British designer
T.H. Robsjohn-Gibbings
Terence Harold Robsjohn-Gibbings is a British-born architect, decorator, furniture designer, tastemaker, and thinker whose innovative ideas on interior design during the postwar era have a formative impact on American domestic culture.
Robsjohn-Gibbings studies architecture at London University. He afterwards works briefly as a naval architect, designing ocean liner interiors, and then as art director for a motion picture studio. In 1926, he becomes a salesman for an antiques dealer who specializes in Elizabethan and Jacobean furniture, and Robsjohn-Gibbings is assigned prominent accounts such as Elizabeth Arden and Neiman Marcus.
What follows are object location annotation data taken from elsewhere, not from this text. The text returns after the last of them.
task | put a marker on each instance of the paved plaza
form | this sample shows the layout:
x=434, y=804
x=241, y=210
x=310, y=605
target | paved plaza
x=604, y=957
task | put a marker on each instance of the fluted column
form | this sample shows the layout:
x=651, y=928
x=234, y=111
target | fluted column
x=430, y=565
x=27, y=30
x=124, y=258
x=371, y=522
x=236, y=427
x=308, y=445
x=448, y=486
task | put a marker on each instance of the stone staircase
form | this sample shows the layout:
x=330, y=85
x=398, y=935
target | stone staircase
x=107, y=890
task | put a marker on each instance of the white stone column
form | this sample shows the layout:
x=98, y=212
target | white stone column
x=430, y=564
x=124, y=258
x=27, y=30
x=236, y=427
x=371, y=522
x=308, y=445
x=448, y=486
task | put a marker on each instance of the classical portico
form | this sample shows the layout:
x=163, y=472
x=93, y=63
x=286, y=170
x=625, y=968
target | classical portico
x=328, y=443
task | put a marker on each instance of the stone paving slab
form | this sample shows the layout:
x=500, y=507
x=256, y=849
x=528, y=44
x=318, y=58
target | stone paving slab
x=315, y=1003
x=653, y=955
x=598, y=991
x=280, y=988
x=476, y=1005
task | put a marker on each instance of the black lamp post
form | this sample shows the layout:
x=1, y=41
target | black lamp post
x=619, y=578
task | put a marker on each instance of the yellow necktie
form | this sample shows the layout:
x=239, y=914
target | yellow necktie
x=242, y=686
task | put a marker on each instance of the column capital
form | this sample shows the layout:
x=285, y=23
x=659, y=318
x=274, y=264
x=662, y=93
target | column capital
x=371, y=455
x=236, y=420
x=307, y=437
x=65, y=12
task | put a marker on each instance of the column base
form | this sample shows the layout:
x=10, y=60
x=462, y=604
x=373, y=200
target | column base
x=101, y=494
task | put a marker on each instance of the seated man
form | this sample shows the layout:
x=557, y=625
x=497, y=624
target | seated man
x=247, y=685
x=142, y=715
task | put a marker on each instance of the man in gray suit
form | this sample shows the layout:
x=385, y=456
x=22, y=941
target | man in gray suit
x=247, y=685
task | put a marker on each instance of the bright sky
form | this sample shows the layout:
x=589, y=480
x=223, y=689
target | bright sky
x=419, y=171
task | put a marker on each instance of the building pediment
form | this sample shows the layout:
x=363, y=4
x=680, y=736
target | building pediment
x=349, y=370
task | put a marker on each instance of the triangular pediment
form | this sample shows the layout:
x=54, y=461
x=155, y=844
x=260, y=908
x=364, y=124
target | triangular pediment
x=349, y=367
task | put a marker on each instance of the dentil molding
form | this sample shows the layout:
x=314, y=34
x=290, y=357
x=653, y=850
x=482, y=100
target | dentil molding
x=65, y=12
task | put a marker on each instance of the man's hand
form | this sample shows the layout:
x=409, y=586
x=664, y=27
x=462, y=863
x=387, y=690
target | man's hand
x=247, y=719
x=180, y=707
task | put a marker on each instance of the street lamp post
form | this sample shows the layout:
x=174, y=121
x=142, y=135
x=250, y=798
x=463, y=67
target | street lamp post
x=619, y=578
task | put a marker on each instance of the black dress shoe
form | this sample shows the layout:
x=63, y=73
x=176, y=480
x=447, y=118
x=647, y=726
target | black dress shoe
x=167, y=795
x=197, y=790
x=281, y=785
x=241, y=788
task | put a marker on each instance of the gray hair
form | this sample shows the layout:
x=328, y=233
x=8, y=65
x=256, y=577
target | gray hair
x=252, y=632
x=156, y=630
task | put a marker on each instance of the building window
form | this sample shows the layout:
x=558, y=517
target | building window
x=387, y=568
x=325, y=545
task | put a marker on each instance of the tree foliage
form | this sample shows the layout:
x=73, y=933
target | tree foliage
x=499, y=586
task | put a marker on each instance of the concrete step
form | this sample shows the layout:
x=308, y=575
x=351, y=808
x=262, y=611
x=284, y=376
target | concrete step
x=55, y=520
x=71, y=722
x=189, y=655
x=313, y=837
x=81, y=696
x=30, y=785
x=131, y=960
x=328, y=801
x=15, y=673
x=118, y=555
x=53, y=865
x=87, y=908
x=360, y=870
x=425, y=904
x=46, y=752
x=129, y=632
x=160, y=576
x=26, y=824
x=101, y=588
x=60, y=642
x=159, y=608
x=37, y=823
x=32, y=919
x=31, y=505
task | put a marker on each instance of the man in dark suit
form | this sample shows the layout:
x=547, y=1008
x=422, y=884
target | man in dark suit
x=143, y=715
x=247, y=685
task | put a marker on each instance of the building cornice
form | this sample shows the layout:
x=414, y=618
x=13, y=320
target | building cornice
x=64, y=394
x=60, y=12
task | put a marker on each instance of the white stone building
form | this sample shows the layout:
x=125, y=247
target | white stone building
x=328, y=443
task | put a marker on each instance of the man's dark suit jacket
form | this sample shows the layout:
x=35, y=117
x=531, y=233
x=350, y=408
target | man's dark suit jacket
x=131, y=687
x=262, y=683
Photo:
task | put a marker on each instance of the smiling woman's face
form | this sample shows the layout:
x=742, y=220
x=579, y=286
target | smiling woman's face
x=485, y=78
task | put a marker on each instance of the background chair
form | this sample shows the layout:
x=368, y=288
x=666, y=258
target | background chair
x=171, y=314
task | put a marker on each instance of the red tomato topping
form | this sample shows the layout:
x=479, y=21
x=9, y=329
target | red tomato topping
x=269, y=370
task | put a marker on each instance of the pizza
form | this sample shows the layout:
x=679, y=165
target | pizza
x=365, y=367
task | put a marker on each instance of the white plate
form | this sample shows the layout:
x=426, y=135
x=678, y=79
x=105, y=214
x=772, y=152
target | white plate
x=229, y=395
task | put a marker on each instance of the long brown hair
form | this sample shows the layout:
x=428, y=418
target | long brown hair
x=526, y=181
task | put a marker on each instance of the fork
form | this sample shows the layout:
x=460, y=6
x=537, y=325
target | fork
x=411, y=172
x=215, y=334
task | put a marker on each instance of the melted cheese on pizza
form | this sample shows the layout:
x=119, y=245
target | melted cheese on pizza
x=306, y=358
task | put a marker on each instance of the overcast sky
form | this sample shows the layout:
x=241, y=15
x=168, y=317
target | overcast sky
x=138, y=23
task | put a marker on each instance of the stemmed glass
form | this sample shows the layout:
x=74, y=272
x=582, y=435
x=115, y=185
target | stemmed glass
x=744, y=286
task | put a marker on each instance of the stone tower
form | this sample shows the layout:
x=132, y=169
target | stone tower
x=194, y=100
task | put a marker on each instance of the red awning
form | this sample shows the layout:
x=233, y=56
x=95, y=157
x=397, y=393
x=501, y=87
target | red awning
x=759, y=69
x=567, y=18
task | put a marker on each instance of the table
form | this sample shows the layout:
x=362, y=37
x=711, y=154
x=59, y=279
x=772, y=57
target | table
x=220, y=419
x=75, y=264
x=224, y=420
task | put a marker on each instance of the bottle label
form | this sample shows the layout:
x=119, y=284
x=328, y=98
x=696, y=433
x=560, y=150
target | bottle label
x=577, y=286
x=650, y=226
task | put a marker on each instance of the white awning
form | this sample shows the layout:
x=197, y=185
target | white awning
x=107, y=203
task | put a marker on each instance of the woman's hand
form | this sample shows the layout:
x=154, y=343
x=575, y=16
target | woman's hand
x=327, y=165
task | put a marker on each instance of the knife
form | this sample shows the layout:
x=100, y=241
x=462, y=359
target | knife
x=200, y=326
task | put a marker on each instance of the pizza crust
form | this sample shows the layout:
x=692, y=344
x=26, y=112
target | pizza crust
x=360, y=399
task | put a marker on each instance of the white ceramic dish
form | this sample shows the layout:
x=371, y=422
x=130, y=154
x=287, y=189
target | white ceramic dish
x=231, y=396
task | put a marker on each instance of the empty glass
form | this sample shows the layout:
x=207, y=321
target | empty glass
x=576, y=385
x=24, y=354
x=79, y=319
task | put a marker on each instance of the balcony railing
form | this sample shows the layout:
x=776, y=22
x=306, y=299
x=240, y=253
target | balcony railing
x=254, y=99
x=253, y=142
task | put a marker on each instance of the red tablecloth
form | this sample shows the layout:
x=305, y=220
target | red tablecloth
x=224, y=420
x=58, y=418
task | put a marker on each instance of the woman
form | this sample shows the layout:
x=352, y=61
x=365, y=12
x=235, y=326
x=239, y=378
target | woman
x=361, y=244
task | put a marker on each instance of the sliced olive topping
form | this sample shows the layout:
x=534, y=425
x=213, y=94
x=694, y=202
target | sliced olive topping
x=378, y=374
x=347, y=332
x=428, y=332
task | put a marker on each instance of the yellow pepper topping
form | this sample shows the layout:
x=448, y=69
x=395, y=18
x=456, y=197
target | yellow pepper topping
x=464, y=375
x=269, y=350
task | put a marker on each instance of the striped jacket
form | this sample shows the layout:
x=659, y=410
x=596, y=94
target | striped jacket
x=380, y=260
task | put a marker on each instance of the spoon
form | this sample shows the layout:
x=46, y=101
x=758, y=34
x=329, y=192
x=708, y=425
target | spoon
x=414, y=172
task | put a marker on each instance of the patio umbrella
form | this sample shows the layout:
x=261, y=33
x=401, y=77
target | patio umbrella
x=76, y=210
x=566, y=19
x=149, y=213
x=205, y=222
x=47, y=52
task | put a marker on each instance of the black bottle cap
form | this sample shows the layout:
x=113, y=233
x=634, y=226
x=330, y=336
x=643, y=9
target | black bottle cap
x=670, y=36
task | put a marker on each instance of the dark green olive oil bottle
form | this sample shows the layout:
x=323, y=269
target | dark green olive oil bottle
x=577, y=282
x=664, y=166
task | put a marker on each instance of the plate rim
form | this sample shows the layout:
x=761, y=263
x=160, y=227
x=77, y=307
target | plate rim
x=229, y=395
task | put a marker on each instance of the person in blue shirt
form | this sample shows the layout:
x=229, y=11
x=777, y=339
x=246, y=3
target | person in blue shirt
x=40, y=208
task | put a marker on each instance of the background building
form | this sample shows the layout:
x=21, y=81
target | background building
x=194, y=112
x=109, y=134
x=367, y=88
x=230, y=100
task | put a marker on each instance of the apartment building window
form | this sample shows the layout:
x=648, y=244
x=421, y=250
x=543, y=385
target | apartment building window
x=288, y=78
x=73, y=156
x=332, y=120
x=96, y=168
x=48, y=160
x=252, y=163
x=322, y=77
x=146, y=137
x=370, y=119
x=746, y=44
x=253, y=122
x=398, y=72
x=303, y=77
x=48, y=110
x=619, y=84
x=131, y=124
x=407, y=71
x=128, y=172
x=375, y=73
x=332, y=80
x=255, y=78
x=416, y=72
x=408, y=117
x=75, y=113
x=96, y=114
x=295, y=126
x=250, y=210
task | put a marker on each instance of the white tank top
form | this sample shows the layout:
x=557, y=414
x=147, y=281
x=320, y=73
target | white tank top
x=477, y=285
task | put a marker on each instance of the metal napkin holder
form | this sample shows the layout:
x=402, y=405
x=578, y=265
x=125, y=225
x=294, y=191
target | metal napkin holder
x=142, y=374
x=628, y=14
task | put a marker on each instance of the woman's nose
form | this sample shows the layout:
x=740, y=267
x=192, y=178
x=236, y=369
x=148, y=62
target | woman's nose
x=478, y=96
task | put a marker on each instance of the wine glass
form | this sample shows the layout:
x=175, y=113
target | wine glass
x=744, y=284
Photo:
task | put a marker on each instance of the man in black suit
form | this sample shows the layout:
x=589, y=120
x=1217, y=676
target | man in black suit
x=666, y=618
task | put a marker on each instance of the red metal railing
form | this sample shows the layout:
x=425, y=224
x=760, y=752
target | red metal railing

Through books, articles, lectures, interior décor, and industrial design, he advanced a singular outlook on the modern home, rooted in Greco-Roman sensibilities, classical principles, and early US-American domestic culture. In the emergence of middleclass US-American style during the formative years of modernism Robsjohn-Gibbings has a significant role in steering popular taste away from Art Moderne and the fashion of collecting European antiques and reproductions toward a genuine US-American modernism. A progressive thinker, he challenged international modernism and the postwar organic language through a scholarly understanding of ancient Greco-Roman furniture and a thorough study of US-American material culture.
His honors include the 1950 Waters Award and the 1962 Elsie de Wolfe Award.